All das befindet sich jetzt bei Müller zuhause. Seit Jahren sammelt der Journalist aus Magdeburg alles, was er von und über Weninger und Krizmanić finden kann, folgt jeder Spur und sagt, dass "diese beiden Schicksale mein Leben total verändert haben". Nach wie vor habe er nicht alle Briefe gelesen, "denn es ist immer ein intensives Erlebnis, in die Welt eines vergangenen Lebens einzutauchen", sagt Müller. Dafür brauche man Zeit und Ruhe.

Für eine Sonderausstellung im Museum Wasserburg hat Müller nun eine Auswahl aus Weningers Werken zurück nach Wasserburg gebracht. Richtig heimisch fühle er sich hier mittlerweile, in jedem Wirtshaus saß er schon, und seit Langem besteht der Kontakt zum Museum, auch einige Wasserburger sammeln bereits seit längerem Weninger-Werke. "Ich glaube, es ist wichtig, dass der Ludwig eine Würdigung in seiner Heimatstadt erfährt", sagt Müller. "Denn zur verschollenen Generation gehört er ganz bestimmt", fügt er hinzu und meint jene Künstler, Schriftsteller und Kulturschaffende, deren Lebensläufe eine zusätzliche Geschichte im Konjunktiv erzählen.

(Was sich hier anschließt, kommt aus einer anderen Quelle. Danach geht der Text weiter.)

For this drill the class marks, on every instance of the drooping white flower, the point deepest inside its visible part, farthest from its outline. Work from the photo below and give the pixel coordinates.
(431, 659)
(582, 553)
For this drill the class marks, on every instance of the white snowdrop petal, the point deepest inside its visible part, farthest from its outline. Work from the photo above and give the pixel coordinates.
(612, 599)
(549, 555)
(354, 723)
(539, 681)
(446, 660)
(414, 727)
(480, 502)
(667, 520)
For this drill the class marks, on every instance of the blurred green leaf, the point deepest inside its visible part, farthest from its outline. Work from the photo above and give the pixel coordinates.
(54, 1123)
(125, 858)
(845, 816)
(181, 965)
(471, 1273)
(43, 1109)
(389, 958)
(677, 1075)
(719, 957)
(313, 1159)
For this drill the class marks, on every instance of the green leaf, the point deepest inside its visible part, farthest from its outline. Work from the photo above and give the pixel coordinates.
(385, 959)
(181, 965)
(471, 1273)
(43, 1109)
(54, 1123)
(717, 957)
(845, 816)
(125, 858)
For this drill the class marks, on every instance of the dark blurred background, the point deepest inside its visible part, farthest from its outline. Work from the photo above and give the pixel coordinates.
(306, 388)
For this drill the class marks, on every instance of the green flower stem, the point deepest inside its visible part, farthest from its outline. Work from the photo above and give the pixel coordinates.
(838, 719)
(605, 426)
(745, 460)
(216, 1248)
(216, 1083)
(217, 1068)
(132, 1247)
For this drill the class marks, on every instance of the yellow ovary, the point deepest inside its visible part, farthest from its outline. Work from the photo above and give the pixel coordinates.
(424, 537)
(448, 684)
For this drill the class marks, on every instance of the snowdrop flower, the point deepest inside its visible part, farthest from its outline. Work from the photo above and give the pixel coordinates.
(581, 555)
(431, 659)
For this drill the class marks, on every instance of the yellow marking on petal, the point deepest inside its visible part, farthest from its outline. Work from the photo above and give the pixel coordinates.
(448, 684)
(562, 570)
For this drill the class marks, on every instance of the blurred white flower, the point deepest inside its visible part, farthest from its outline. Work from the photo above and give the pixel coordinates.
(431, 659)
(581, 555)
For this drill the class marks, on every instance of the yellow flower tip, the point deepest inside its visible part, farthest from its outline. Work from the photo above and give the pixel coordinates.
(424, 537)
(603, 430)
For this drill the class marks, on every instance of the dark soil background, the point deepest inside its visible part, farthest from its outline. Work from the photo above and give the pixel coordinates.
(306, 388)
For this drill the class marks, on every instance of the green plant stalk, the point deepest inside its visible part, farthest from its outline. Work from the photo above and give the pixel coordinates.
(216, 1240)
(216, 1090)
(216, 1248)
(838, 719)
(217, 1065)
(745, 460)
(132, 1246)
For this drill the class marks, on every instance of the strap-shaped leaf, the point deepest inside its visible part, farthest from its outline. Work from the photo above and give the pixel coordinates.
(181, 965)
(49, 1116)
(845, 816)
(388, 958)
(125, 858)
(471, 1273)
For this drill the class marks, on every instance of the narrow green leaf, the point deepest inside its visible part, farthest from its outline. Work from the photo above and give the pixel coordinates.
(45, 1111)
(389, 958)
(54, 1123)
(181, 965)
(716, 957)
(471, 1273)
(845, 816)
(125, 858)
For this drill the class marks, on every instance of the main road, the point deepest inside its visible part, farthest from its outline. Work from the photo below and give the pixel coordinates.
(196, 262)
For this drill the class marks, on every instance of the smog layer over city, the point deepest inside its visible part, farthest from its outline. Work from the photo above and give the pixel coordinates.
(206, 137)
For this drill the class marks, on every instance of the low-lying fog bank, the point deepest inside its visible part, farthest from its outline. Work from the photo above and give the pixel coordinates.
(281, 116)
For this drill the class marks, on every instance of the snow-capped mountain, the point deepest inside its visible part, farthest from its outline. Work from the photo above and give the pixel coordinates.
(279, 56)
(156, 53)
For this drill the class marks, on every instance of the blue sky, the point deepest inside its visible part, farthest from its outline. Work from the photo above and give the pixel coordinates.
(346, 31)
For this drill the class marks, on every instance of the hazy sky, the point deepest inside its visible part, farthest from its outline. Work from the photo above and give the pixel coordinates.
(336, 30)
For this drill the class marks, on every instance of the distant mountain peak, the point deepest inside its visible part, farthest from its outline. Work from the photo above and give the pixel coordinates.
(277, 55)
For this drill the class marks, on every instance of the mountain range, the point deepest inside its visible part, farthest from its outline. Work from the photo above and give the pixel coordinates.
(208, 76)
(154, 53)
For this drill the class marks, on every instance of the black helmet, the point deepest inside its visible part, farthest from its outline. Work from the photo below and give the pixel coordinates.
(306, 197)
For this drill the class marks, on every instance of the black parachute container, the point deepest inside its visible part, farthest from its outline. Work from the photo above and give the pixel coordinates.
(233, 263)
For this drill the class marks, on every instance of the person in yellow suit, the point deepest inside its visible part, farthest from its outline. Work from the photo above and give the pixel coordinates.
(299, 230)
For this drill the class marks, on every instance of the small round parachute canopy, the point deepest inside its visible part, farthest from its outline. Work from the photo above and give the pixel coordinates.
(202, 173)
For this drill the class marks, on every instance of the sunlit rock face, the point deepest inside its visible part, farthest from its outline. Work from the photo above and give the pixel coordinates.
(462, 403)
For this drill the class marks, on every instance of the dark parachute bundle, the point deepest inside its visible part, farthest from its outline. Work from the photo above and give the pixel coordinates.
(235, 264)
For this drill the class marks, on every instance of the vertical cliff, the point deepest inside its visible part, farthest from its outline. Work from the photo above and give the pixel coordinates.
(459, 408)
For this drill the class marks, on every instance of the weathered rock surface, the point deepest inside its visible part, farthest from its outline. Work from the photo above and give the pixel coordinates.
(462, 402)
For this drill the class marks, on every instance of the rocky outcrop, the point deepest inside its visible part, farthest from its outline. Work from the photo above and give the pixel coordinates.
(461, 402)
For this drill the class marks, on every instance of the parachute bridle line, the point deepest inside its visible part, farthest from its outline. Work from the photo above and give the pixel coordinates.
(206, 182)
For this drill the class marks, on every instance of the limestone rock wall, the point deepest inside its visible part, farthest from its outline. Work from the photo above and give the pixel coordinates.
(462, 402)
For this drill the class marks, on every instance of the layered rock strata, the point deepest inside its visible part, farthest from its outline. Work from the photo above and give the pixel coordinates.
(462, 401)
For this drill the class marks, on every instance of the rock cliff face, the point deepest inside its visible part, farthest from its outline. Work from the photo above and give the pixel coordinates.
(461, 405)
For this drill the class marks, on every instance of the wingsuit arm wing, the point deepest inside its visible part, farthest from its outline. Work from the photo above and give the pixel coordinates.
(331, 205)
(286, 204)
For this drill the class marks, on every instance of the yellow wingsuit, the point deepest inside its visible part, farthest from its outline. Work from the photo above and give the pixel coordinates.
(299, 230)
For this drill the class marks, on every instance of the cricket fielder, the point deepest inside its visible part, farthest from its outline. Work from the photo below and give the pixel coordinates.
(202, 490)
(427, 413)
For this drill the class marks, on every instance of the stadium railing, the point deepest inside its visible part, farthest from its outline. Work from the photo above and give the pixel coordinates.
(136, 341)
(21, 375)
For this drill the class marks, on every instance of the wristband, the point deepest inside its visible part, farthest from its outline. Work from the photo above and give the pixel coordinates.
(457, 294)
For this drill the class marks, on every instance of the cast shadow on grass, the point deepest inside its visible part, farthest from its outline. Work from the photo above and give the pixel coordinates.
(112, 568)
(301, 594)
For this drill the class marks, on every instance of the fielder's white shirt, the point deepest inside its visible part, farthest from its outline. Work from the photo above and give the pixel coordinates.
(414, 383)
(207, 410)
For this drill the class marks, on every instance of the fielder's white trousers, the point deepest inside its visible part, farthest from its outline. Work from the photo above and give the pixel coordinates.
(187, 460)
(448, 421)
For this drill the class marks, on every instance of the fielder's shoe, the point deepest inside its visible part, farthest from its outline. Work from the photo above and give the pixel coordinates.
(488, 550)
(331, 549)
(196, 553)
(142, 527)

Weil das "Dritte Reich" und der Krieg dazwischenkamen.

Bilder von Ludwig Weninger, ein vergessener Maler aus Wasserburg, Ausstellung im Heimatmuseum

Künster Ludwig Weninger im Selbstporträt.

(Foto: Veranstalter)

"Wer weiß, was der Ludwig noch alles erreicht hätte?", sagt Müller. Talentiert sei Weninger bestimmt schon als Kind gewesen, studiert hat er bei Hans Hofmann an der Münchner Akademie für bildende Künste. "Er war ganz bestimmt kein Picasso, aber seine Sachen waren gut", sagt Müller, der ehemalige Kunst-Nicht-Kenner. Unglaublich modern, seien Ludwigs Bilder. Neue Sachlichkeit würde es nicht ganz treffen, expressiver Realismus mit kubistischen Einflüssen vielleicht schon eher. Farben, kraftvolle, sich manchmal auflösende Linien. Er malte Kulissen für die bayerische Landesbühne, war ein "Vagabund", der mit einer Theatergruppe durchs Land zog und sich irgendwann in den 1930er-Jahren während eines Zeichenurlaubs auf der Adria-Insel Mljet, die auch "Odysseus-Insel" genannt wird, in die acht Jahre ältere Anka Krizmanić verliebte.

Auf den Spuren des Paares reist Müller deshalb auch regelmäßig nach Kroatien. "Ich habe die These aufgestellt: Wenn es in Wasserburg Hinweise auf die beiden gibt, dann sollte es in Ankas Heimat genauso sein." Und Müller sollte Recht behalten. Mittlerweile weiß er, dass Weninger ein nicht sehr großer, schlanker, dunkelhaariger Mann war, den Krizmanić in einem ihrer ersten Briefe fragt, ob er denn immer ein so schweigsamer, wundersamer Herr sei? Etwa 40 Werke werden in der Wasserburger Ausstellung zu sehen sein. Porträts, Stillleben, kroatische Landschaften, Bar-Szenen, natürlich Ansichten der Heimatstadt, umflossen vom Inn. Nur ein Bild von Anka Krizmanić, das fehlt.

Journalist Jochen Müller vor einem Bild des Wasserburger Malers Ludwig Weninger

Journalist Jochen Müller sammelt und recherchiert, was er über den bislang vergessenen Maler finden kann.

(Foto: Veranstalter)

Ausstellung Ludwig Weninger im Museum Wasserburg, Vernissage an diesem Dienstag, 16. Oktober, um 19.30 Uhr, zu sehen bis 6. Januar. Führungen mit Jochen Müller finden statt am Sonntag, 18. November, und Sonntag, 6. Januar, jeweils 14.30 Uhr.